Today, the city reassured residents there is no water boil advisory for municipal water customers.
However, the city is advising residents not to swim, fish, or wade in the water of that impacted area.
City Manager Peter Zanoni told KRIS earlier today they're still looking for the exact location and cause of the crack. This break is only affecting one resident with a water well in the area.
“I did notice a smell, immediately thought it was like a water treatment facility or something,” Nancy Jordan said. “But definitely like a sulfur-type smell to the air.”
Jordan is describing the stench in the air near the Oso Wastewater Reclamation Plant Tuesday morning.
It all started with a report of a fish kill from a wastewater discharge in Cullen Creek next to the Oso Wastewater Treatment Plant.
Zanoni said crews were working late into the evening last night and again first thing this morning to fix the reported leak.
"The site is contained," Zanoni said. "We have several booms that are containing the wastewater flow and we're continuing to search for the location so we can get that line fixed.”
The city's water department said in an email Tuesday afternoon that city contractors remain on-site cleaning up the leak and trying to determine the source.
"City staff is in the field providing drone footage of the area, as well as dye testing pipes to determine the exact location of where the pipe broke," the release reads. "Currently, we can see no active overflow in the area. There are two, side by side 36-inch pipes that we are examining to find the leak."
The city said "there are many variables that contribute to the condition of a wastewater pipe, including age, weather conditions, and environmental factors."
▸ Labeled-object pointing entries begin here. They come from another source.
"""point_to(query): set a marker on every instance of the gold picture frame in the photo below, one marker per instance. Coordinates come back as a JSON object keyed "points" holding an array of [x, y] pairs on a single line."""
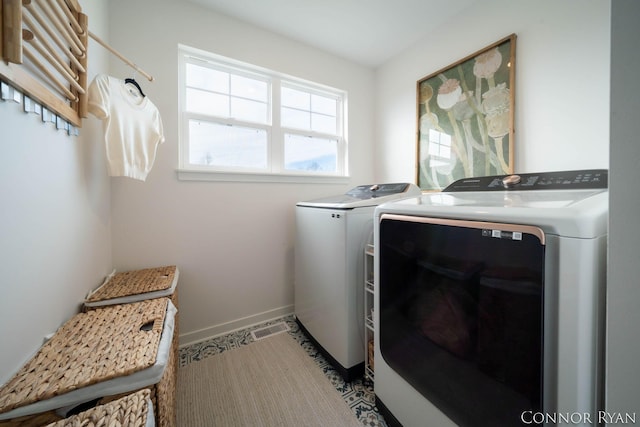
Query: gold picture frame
{"points": [[465, 116]]}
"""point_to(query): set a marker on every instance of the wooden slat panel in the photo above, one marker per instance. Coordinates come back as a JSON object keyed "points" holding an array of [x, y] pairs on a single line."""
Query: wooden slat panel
{"points": [[12, 34]]}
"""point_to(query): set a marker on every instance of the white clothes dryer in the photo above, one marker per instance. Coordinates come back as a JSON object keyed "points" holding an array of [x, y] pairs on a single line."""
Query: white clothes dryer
{"points": [[489, 302], [331, 234]]}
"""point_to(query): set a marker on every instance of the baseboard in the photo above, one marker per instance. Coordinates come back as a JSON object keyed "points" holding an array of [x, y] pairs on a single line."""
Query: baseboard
{"points": [[232, 326]]}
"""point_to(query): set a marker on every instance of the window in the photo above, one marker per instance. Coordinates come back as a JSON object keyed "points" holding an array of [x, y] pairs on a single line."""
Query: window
{"points": [[239, 119]]}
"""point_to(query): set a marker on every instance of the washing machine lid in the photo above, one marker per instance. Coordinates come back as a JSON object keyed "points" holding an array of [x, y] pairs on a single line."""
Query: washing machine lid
{"points": [[568, 203], [365, 195]]}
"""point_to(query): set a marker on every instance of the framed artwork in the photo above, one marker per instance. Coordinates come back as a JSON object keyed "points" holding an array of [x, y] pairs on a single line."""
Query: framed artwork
{"points": [[465, 118]]}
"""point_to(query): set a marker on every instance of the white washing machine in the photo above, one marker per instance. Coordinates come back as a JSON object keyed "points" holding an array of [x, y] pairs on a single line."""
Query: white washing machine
{"points": [[489, 302], [331, 234]]}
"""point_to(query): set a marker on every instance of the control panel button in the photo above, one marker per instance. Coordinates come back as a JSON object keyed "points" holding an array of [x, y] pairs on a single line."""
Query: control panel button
{"points": [[511, 180]]}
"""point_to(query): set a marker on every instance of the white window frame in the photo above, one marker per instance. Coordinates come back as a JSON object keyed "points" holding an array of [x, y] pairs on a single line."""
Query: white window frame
{"points": [[275, 171]]}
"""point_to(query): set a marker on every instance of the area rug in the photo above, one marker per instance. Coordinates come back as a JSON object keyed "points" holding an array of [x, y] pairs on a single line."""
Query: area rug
{"points": [[271, 382]]}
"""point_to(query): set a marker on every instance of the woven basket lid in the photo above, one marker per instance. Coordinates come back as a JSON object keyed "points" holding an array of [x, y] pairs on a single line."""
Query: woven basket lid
{"points": [[89, 348], [135, 282], [129, 411]]}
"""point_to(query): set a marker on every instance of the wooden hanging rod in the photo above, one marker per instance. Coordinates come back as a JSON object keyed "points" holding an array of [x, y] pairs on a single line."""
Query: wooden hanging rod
{"points": [[119, 55]]}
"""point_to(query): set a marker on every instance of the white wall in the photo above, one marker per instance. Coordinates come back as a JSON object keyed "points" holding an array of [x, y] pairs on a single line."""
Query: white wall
{"points": [[233, 242], [562, 83], [623, 295], [55, 226]]}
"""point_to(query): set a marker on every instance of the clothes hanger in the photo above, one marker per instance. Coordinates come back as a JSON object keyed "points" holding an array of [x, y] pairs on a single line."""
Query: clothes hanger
{"points": [[135, 83]]}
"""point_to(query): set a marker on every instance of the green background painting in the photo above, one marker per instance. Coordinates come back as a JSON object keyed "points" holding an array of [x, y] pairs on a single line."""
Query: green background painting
{"points": [[465, 118]]}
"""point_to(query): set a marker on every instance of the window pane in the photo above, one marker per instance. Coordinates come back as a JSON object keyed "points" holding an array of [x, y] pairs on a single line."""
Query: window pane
{"points": [[324, 105], [252, 111], [249, 88], [295, 119], [323, 123], [296, 99], [213, 144], [206, 78], [304, 153], [210, 103]]}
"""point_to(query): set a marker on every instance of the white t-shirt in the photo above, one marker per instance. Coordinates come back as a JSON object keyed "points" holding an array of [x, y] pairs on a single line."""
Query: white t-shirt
{"points": [[132, 126]]}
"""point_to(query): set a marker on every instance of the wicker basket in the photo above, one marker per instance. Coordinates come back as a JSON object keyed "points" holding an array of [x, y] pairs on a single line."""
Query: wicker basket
{"points": [[135, 285], [92, 347], [131, 411]]}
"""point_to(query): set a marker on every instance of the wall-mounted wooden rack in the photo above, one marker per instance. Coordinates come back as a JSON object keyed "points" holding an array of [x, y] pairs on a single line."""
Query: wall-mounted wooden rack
{"points": [[43, 45]]}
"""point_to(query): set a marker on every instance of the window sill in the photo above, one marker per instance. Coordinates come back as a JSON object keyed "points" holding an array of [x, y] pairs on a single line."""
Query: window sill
{"points": [[196, 175]]}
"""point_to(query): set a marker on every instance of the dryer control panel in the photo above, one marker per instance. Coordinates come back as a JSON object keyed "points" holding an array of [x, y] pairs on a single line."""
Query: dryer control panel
{"points": [[564, 180]]}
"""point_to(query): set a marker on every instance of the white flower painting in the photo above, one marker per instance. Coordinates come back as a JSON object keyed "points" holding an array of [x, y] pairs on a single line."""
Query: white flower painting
{"points": [[465, 118]]}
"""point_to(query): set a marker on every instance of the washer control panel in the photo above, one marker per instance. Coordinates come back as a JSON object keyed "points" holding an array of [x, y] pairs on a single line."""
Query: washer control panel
{"points": [[377, 190], [565, 180]]}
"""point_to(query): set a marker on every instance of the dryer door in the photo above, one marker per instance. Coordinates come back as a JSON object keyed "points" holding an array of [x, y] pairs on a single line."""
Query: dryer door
{"points": [[461, 314]]}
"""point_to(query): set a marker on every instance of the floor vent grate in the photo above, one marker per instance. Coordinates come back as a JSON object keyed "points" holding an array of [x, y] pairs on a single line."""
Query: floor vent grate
{"points": [[267, 331]]}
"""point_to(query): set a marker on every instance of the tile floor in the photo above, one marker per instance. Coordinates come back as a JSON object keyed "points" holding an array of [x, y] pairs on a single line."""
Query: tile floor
{"points": [[358, 394]]}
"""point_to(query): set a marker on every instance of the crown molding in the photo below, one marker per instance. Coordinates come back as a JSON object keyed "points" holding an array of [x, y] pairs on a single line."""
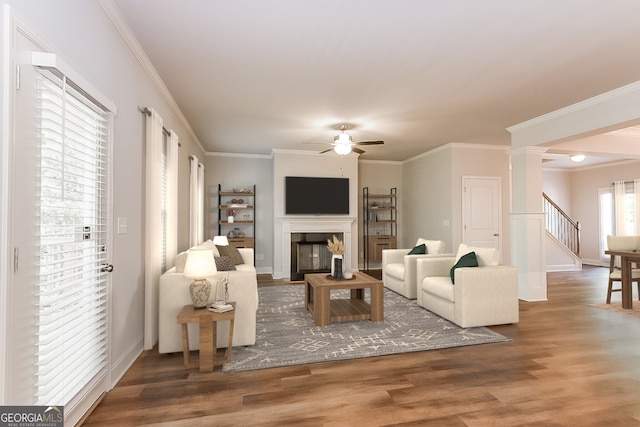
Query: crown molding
{"points": [[238, 155], [450, 145], [136, 49], [579, 106]]}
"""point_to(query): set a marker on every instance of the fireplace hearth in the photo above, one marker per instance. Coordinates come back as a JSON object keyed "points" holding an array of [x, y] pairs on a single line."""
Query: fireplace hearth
{"points": [[309, 253]]}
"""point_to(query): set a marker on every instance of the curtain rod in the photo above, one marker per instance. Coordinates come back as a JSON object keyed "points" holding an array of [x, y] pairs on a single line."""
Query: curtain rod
{"points": [[166, 131]]}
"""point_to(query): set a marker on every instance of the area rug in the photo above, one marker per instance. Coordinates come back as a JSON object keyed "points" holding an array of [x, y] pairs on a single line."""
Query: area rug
{"points": [[616, 307], [287, 335]]}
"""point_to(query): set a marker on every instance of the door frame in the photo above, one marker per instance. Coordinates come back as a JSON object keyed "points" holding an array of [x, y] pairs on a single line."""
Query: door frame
{"points": [[465, 183]]}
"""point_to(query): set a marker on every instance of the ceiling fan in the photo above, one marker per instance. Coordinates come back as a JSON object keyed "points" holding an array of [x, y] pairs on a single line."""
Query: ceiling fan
{"points": [[343, 143]]}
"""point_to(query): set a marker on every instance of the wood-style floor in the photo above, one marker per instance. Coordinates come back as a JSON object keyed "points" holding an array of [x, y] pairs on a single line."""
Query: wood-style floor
{"points": [[567, 364]]}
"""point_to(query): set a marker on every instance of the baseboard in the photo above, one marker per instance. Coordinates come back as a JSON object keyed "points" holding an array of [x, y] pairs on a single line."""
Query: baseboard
{"points": [[122, 365]]}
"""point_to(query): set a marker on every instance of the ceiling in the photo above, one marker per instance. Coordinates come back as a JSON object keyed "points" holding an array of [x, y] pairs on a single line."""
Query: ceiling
{"points": [[254, 75]]}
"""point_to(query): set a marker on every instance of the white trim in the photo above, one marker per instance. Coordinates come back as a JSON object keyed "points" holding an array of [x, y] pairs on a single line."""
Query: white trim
{"points": [[6, 125], [457, 145], [127, 35], [51, 60], [238, 155], [612, 95]]}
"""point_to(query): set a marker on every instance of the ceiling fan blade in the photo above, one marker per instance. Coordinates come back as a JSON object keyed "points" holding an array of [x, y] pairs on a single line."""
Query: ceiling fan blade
{"points": [[370, 143], [309, 142]]}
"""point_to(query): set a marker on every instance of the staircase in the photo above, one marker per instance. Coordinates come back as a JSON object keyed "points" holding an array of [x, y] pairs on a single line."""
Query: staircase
{"points": [[563, 238]]}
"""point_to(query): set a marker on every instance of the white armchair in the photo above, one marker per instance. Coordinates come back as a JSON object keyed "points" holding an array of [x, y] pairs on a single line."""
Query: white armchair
{"points": [[481, 296], [399, 269]]}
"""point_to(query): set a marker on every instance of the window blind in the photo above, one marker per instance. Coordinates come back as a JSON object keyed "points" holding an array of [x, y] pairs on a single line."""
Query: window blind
{"points": [[71, 240], [163, 202]]}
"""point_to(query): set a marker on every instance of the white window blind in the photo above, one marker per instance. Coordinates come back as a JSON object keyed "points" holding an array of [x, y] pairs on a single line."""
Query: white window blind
{"points": [[163, 201], [72, 241]]}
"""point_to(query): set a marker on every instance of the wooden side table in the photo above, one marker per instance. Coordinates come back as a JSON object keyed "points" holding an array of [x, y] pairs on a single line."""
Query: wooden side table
{"points": [[208, 335]]}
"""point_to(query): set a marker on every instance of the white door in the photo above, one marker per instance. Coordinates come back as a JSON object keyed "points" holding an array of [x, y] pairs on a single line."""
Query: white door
{"points": [[60, 239], [481, 210]]}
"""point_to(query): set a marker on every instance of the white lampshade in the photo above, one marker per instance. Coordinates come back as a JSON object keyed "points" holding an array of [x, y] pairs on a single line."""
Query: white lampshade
{"points": [[200, 264], [220, 241]]}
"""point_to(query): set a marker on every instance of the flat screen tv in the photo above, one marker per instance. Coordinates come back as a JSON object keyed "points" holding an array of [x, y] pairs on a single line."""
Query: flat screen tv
{"points": [[316, 196]]}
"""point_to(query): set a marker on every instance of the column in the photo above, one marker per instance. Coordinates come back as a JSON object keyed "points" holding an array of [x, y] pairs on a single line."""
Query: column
{"points": [[528, 223]]}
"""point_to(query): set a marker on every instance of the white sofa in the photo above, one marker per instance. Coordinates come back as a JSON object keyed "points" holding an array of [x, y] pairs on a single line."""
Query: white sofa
{"points": [[481, 296], [399, 269], [174, 295]]}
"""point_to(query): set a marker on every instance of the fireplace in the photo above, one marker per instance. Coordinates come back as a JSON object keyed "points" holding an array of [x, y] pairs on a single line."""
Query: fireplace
{"points": [[318, 229], [309, 253]]}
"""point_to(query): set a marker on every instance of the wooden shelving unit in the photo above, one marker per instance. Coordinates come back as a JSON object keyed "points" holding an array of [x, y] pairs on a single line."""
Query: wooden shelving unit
{"points": [[379, 224], [245, 219]]}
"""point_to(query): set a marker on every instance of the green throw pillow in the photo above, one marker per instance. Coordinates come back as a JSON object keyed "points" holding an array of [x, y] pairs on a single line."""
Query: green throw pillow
{"points": [[418, 250], [466, 260]]}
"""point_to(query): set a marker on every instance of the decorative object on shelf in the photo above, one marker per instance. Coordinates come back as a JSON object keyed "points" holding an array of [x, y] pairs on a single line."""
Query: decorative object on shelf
{"points": [[230, 215], [222, 291], [379, 225], [336, 247], [237, 215], [199, 265], [242, 190]]}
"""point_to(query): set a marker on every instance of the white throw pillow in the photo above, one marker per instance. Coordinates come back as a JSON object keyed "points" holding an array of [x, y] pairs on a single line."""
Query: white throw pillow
{"points": [[485, 256], [433, 246], [181, 261], [209, 245]]}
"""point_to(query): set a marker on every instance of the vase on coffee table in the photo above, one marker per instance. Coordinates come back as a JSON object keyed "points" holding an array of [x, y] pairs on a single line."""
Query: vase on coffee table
{"points": [[336, 267]]}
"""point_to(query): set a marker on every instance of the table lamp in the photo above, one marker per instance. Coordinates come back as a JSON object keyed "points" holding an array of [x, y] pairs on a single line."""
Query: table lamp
{"points": [[220, 241], [200, 264]]}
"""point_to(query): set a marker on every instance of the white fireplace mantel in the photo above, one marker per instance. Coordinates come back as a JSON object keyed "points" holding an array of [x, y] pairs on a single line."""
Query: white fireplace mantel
{"points": [[309, 224]]}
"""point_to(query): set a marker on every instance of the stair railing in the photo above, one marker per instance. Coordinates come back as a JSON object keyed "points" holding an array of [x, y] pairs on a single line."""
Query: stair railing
{"points": [[561, 226]]}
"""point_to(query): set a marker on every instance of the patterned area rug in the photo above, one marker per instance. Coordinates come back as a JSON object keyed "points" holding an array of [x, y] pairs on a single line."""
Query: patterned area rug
{"points": [[616, 307], [287, 335]]}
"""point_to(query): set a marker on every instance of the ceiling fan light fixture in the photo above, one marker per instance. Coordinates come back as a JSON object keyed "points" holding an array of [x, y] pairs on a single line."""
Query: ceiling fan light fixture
{"points": [[343, 138], [342, 149]]}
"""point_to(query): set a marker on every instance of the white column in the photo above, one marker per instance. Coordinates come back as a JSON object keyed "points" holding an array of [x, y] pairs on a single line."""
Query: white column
{"points": [[528, 223]]}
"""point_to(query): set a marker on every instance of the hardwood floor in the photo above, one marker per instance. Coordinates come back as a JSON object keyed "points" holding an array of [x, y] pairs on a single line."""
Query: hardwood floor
{"points": [[567, 364]]}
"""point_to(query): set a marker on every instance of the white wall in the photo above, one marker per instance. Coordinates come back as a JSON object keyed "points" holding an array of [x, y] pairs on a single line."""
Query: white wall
{"points": [[433, 192], [426, 198], [84, 36], [557, 185]]}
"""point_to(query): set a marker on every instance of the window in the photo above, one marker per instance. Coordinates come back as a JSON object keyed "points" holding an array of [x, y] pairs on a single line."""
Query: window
{"points": [[607, 224], [71, 240], [619, 212]]}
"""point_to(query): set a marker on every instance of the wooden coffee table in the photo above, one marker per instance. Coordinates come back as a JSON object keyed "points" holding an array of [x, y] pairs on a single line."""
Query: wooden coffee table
{"points": [[325, 310]]}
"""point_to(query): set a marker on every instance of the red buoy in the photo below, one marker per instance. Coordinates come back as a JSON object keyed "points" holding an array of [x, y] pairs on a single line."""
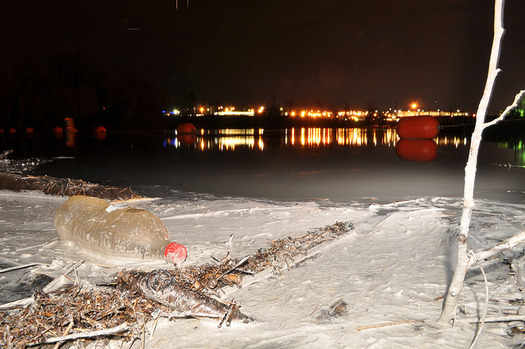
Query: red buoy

While the impact of the Oso Bay water boil advisory was limited, we investigated the history Corpus Christi has when it comes to water infrastructure problems.
Most notably, a citywide tap water ban impacted residents in December 2016.
The water was tainted with a chemical asphalt emulsifier.
Turns out there was no back-flow preventor installed when gallons of the chemicals spilled into the waterways from the industrial district.
That water boil advisory lasted several weeks.
"Pipes do break periodically,” Mayor Joe McComb said. “We try to, well we don't have any control on when they do break but when they do, we try to respond as quickly as possible particularly in situations like this."
Again, the City of Corpus Christi wants to remind people that there is not a water boil advisory for municipal water customers at this time.